Appeals for Council Tax Support and Housing Benefit decisions
Challenging Council Tax Support decisions
If you disagree with a decision on your Council Tax Support claim you can ask for it to be explained or looked at again.
It is unlikely that a decision will be changed if your Council Tax Support has been awarded correctly according to our local scheme.
However you can challenge the amount of Council Tax you have to pay for any of the reasons below :
- You think that under the local Council Tax Support scheme we should have given you a reduction on the council tax you pay but have not done this
- You think that the amount of reduction we have given you under our local scheme is incorrect
- You think that a decision on your application for a Discretionary Discount Fund payment is wrong
When we review your Council Tax Support claim
If you have asked for the decision to be looked at again we will do this and then we will write to you:
- If we find that an unlawful decision has been made we will change it
- If we cannot change the decision we will explain why we were unable to change it
If you still disagree with the decision after it has been looked at again, or 2 months have passed since you asked for it to be looked at again and you have not received a reply, you can appeal directly to an independent organisation called the Valuation Tribunal.
The Valuation Tribunal will only be able to make sure the Council Tax Support decision has been made correctly according to the local scheme.
Challenging Housing Benefit decisions
When you apply for Housing Benefit we will give you a decision in writing about your claim. If you disagree with it you can:
- Ask us to explain our decision
- Ask us to look at a decision again (PDF, 105KB)

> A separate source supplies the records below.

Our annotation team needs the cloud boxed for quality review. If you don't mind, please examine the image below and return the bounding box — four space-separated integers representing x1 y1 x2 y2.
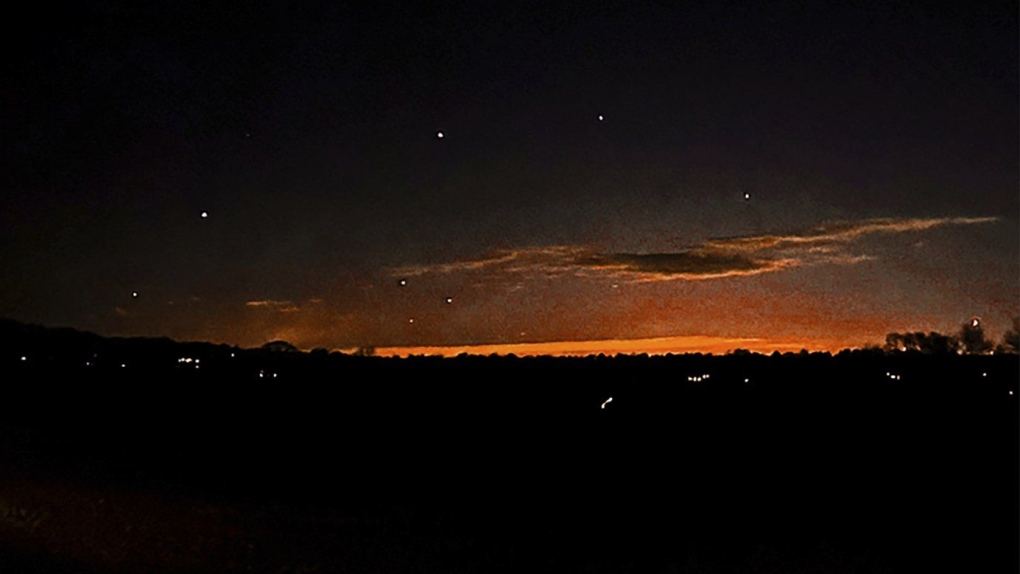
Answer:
394 247 580 277
569 251 797 281
391 216 998 284
704 216 998 252
245 300 301 313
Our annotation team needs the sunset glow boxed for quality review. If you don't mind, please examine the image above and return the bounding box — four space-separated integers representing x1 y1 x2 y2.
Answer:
375 335 855 358
1 1 1014 357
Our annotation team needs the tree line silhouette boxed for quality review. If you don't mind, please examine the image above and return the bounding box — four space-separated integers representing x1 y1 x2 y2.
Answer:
883 316 1018 355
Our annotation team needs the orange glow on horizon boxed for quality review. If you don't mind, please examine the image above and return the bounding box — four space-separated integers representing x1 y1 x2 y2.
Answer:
372 334 861 358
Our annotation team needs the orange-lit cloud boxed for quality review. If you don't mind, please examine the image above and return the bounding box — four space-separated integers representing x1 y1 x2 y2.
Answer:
704 216 998 251
391 216 998 284
245 300 301 313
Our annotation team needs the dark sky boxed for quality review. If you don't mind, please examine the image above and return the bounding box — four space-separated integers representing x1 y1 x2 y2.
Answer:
3 1 1017 353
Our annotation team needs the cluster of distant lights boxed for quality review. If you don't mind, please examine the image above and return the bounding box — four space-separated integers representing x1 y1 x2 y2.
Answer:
18 354 241 369
12 353 1014 396
177 357 201 369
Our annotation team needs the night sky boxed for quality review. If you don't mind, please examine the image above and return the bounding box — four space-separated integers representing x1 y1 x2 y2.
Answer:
3 1 1017 354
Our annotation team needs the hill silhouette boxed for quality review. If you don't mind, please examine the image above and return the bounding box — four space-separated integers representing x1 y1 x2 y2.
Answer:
0 319 1016 573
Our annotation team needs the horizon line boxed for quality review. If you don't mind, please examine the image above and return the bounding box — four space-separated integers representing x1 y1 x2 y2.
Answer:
357 334 867 358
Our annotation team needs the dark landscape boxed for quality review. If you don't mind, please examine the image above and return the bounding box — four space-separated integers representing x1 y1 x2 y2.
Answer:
0 319 1016 573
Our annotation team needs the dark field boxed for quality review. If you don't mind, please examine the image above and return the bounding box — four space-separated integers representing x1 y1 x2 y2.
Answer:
1 322 1017 573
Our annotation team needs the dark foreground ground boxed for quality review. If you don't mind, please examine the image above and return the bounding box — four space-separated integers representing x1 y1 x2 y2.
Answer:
1 321 1017 573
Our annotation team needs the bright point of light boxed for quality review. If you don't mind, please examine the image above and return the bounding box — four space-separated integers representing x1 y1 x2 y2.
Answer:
131 291 138 298
445 297 453 304
399 279 407 286
120 364 126 368
971 318 980 327
200 211 209 219
1010 391 1014 396
743 192 750 200
982 372 987 377
20 356 26 361
408 318 414 324
273 373 277 378
597 114 604 121
436 131 444 139
601 397 613 409
744 378 749 383
230 353 235 358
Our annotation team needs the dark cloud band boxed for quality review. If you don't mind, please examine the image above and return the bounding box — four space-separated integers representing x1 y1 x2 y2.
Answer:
392 216 998 283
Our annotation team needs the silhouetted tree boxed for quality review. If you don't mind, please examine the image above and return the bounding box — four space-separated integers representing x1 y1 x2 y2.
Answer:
354 346 376 357
261 340 299 353
924 332 961 355
958 319 993 355
999 316 1019 354
884 331 959 355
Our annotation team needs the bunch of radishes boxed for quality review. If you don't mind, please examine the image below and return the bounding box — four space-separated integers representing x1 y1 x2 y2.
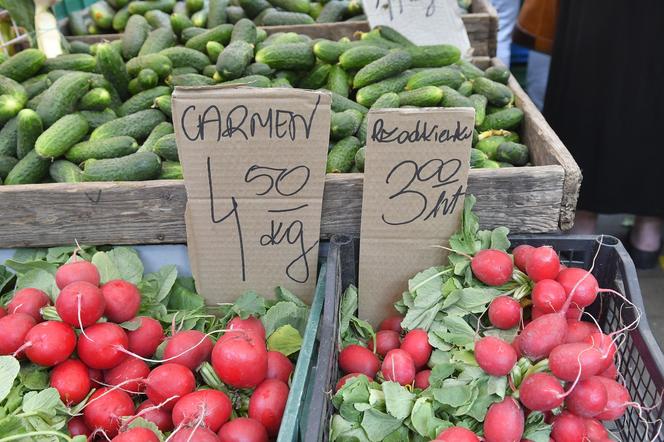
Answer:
0 255 293 441
336 243 647 442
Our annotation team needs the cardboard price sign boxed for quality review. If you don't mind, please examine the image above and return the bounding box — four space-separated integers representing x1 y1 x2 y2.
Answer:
172 87 331 304
358 107 474 325
365 0 471 52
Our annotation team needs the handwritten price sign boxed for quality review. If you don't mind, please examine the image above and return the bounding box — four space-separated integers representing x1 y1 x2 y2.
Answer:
173 88 330 304
359 108 474 325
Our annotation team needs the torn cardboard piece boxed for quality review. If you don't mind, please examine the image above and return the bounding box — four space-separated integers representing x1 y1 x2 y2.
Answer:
172 87 331 304
358 107 474 326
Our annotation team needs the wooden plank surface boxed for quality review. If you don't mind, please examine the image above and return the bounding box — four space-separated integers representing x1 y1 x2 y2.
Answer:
0 166 564 247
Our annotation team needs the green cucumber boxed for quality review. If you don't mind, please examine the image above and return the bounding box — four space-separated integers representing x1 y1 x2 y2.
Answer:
0 118 17 157
90 1 115 30
43 54 96 73
472 77 514 107
80 109 117 129
128 78 141 95
79 88 112 111
455 59 485 80
262 10 314 25
274 70 301 85
140 121 174 152
244 63 273 76
328 90 368 114
316 0 348 22
91 109 166 141
66 136 139 163
173 0 187 14
172 67 198 75
377 26 414 46
255 43 314 70
137 69 159 90
398 86 443 107
480 159 501 169
203 64 217 76
355 71 412 107
159 161 183 179
326 65 349 98
439 85 473 108
221 74 271 87
128 0 176 14
145 10 174 31
206 41 224 63
83 151 162 181
477 107 523 131
16 109 42 159
112 5 130 31
186 0 205 13
354 147 365 172
0 49 45 82
405 67 464 90
119 86 171 116
154 95 172 118
4 149 49 185
339 46 388 71
469 94 487 127
470 148 488 168
259 32 309 49
457 80 473 96
171 13 193 36
208 0 229 27
330 109 362 141
312 40 351 64
404 44 460 68
168 73 215 86
298 63 331 89
216 40 255 80
495 141 529 166
97 43 130 100
185 24 234 51
191 7 209 27
139 28 176 56
36 72 90 127
122 15 150 60
50 160 84 182
358 30 401 49
226 5 247 22
239 0 271 18
35 114 89 159
22 75 51 99
326 136 360 173
353 50 412 89
152 134 178 161
485 66 510 85
68 41 91 54
0 156 18 180
231 18 257 44
372 92 400 109
159 46 210 72
181 27 207 42
475 133 515 159
267 0 310 13
271 77 292 88
309 2 323 19
0 75 27 123
127 54 173 79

- Appeal against our decision to an independent tribunal
You can ask us to look again at any decision you think is wrong. However there are some decisions you cannot appeal against:
- How often we pay you and by what method
- How we recover an amount we overpaid you
- Any figure laid down in law, such as the capital limit (£16,000 is the upper capital limit - this limit does not apply to Pension Credit guarantee cases)
- The level of Local Housing Allowance or the Broad Market Area on which it is based
- If you think our decision about a Discretionary Housing Payment is wrong
- A decision to apply the benefit cap advised by the Department for Works and Pensions
If you would like independent advice you can get help from your local Citizens Advice bureau.
Explaining our decision
You must do this within 1 month from the date on the decision letter.
If there are special circumstances which mean you cannot write to us within 1 month, you must contact us to explain why, because we may still be able to look at our decision again.
If your request is not received within 13 months of the decision letter the law says that we cannot look at the decision again.
Reviewing your claim
When you ask us to look at your benefit claim again we will check to see if it is correct.
If we can change our decision:
- We may change it from the date of our original decision
- We will send you a letter explaining our new decision
If we cannot change our decision:
- We will send you a letter explaining why
- You will have one more month to appeal to the Tribunal Service
Appeal a decision at a tribunal
If you ask for an appeal (your appeal will go to a first tier tribunal) it will be sent to the Tribunals Service.
It will be heard by an independent tribunal made up of people that do not work for the council.
When you request an appeal it is important that you give all the reasons why you think our decision is wrong as the tribunal does not have to look at anything that you do not mention.
We will send your appeal and an explanation of the law, and facts used to make the decision to the Tribunal Service. You will also receive a form with this information. You must complete the form and send it to the Tribunal Service within 14 days of the date the form was sent to you. You should also include any information which might help your case. If you do not return the form, your appeal will stop.
How your appeal will be heard
The tribunal can only look at the evidence, the law and the circumstances at the time we made the decision you are appealing against.
Tribunal members will be experts on the issues involved in your appeal.
All tribunals have a legally qualified member to help apply the law to your appeal.
You are able to choose how you want your appeal to be looked at, and can request either an oral or paper hearing.
With an oral hearing:
- You can attend the tribunal hearing
- You may be asked questions
- You can ask questions
- You can take someone with you to represent you
The Tribunal Service may pay some of your expenses for going to the hearing.
With a paper hearing:
- You do not need to attend the tribunal hearing
- You must provide any information you think will help your case when sending your appeal for to the Tribunal Service
The Tribunal Service will write to you when they have made their decision.
Making another appeal
If you disagree with a decision made at your first appeal (at a first tier tribunal) you can then appeal to an upper tribunal (Administrative Appeals Chamber). These appeals can only be made if a first tier tribunal has made an error of law.